Well, here we are how many months later, and it’s my first post? My friends have been ribbing me – an online guy active in social media – not updating his blog for almost a year.
Sadly, I haven’t been all that active in social media, either, until the last couple of weeks. Checked out completely. Nowhere to be found in real-time. Gone from the immediate consciousness of those I hold near and dear (or at least, in the case of Twitter, the great founts and filters of information). No longer part of the noise. Like a black hole, I might be there but no one could detect me. Tsk, tsk.
The reality is, however, that for the last year I have been heads down moving deeply into machine learning, audience segmentation, behavioral targeting and recommendation engines for mobile advertising. You try pulling all that down and back into your tool set after 25 years way from a masters in robotics (which involved what was then called adaptive learning) even as you deliver product specs, running deep analytics, and building product. I dare you. While I ain’t done yet, but I’ve finally gotten to a point where I can take a breath and look up and see what’s going on in the world. However, it’s not like it used to be when it comes to my participation in social media. Deep analysis requires intense concentration (at least for me), and all the interruptions from Tweetdeck just kill my train of thought. So it’s beginning of end or end of day mostly, with an occasional day where I can just relax and range through lots of immediate information.
Sigh. The price I pay for working in an area that is intensely mathematical and has become my passion. The price I pay for reveling in the ability to build incredible products on huge data. A price, but well worth it.
So now that the mea culpa is past, what’s on the agenda for today. Given I have been working in the mobile space, it seems appropriate to start with the issue of geolocation. Geolocation data represents a relatively new input to data mining, but one that can provide a host of opportunities to identify and segment audiences. Admittedly, there are a number of services like Loopt, Foursquare, and others that make their bones on using geolocation to understand where you are and what might be of interest to you. But believe it or not, for the majority of businesses and even many technology companies, the whole idea of using geolocation data as elements of customer profiles is completely new. Many are still trying to wrap their heads around how to best set up a mobile website and integrate it into their overall marketing programs. The science of geolocation? Not even on the radar yet.
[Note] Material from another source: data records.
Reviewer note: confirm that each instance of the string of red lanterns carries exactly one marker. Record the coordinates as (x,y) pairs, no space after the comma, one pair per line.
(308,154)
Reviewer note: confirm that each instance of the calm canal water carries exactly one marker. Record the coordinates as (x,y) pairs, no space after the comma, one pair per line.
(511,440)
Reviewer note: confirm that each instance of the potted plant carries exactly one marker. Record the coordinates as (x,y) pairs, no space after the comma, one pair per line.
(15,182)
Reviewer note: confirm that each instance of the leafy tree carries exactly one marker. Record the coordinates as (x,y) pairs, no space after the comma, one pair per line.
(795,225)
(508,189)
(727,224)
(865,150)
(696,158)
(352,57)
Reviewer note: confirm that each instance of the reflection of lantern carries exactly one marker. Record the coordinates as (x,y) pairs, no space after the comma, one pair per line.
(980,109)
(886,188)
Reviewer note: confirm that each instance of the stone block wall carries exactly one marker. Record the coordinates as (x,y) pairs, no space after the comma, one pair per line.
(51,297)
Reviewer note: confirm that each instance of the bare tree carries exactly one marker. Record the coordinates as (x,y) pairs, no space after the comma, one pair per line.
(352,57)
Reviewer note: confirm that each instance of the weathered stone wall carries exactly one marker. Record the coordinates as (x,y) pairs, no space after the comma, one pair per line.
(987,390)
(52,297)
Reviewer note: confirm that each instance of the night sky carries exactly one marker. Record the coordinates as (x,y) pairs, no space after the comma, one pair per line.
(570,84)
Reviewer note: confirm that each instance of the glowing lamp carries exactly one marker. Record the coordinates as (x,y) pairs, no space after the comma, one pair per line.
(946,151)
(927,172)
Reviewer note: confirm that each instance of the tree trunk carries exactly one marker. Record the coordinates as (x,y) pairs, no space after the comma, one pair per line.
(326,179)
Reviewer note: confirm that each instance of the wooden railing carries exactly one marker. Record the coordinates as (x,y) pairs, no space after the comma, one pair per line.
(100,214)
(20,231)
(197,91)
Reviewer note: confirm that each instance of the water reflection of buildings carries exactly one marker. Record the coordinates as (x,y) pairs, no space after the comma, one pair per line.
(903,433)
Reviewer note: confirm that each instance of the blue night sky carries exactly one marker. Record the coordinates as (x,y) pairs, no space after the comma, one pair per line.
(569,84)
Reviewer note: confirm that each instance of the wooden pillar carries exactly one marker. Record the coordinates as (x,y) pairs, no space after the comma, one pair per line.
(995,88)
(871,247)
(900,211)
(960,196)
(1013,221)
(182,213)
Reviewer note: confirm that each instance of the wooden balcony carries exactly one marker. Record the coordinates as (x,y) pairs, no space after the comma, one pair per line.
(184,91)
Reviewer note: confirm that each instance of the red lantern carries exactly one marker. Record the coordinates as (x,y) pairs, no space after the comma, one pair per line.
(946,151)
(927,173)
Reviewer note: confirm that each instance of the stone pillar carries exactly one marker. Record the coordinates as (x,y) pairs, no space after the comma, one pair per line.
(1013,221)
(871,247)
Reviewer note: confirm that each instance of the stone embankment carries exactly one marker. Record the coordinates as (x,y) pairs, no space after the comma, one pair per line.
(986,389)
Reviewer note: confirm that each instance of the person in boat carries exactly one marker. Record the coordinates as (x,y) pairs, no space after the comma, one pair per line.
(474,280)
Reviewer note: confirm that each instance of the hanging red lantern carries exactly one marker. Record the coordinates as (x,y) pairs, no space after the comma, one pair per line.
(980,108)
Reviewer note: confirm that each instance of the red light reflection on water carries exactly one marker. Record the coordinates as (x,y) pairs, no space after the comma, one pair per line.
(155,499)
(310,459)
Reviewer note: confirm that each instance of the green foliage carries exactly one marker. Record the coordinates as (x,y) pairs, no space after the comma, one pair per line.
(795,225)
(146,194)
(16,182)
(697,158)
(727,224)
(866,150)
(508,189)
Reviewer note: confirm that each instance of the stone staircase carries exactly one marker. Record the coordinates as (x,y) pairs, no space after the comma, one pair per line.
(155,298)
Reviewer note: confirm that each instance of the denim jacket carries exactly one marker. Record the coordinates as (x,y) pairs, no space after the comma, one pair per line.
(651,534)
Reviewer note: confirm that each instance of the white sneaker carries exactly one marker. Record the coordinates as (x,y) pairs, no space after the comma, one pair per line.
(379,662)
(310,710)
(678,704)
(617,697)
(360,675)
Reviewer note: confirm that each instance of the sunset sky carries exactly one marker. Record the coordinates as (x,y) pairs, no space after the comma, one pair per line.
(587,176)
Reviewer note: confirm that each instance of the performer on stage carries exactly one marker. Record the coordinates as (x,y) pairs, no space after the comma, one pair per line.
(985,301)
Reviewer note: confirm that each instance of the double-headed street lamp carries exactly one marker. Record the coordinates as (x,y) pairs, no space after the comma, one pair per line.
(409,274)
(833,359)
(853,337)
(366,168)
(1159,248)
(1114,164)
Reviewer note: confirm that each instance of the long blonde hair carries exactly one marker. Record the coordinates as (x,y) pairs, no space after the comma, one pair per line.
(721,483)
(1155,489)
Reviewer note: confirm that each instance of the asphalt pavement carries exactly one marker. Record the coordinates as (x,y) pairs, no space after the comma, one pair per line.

It has certainly been an eye opener for me to learn this field – it is deep, rich and complex. So I thought I would build a primer for those who, like me, had to start from scratch and understand how geolocation works and how you might use it to enhance your customer offerings. There is a lot to cover, so this will be another multipart series.
The Basics of Geolocation
Most people know that anyone with a mobile device can be geolocated. But what many people do not know is that a device can also be geolocated if you are online through information transmitted by the device’s browser (especially Google Chrome and FireFox). The combination of these technologies provides a powerful set of tools for tightly locating a device (meaning a radius of under 200 feet) even when GPS, the most fine-grained way of locating a device, is not turned on.
The core methods by which a device can be geolocated and which we will discuss in the next sections are:
- The Global Positioning System or GPS
- IP Address
- Assisted GPS
- Network Base Station Data
- Network (or Cell Tower) Triangulation
The Global Positioning System
For those few who have never been to a James Bond flick, watched Law and Order, or seen a TomTom commercial, GPS stands for Global Positioning System. But even if you know the term “GPS” you may not know how it works. So let’s start there.
GPS is a space-based satellite navigation system that provides location and time information in all weather, anywhere on or near the Earth, where there is an unobstructed line of sight to four or more GPS satellites. It consists of 24 satellites, is maintained by the United States government and is freely accessible to anyone with a GPS receiver.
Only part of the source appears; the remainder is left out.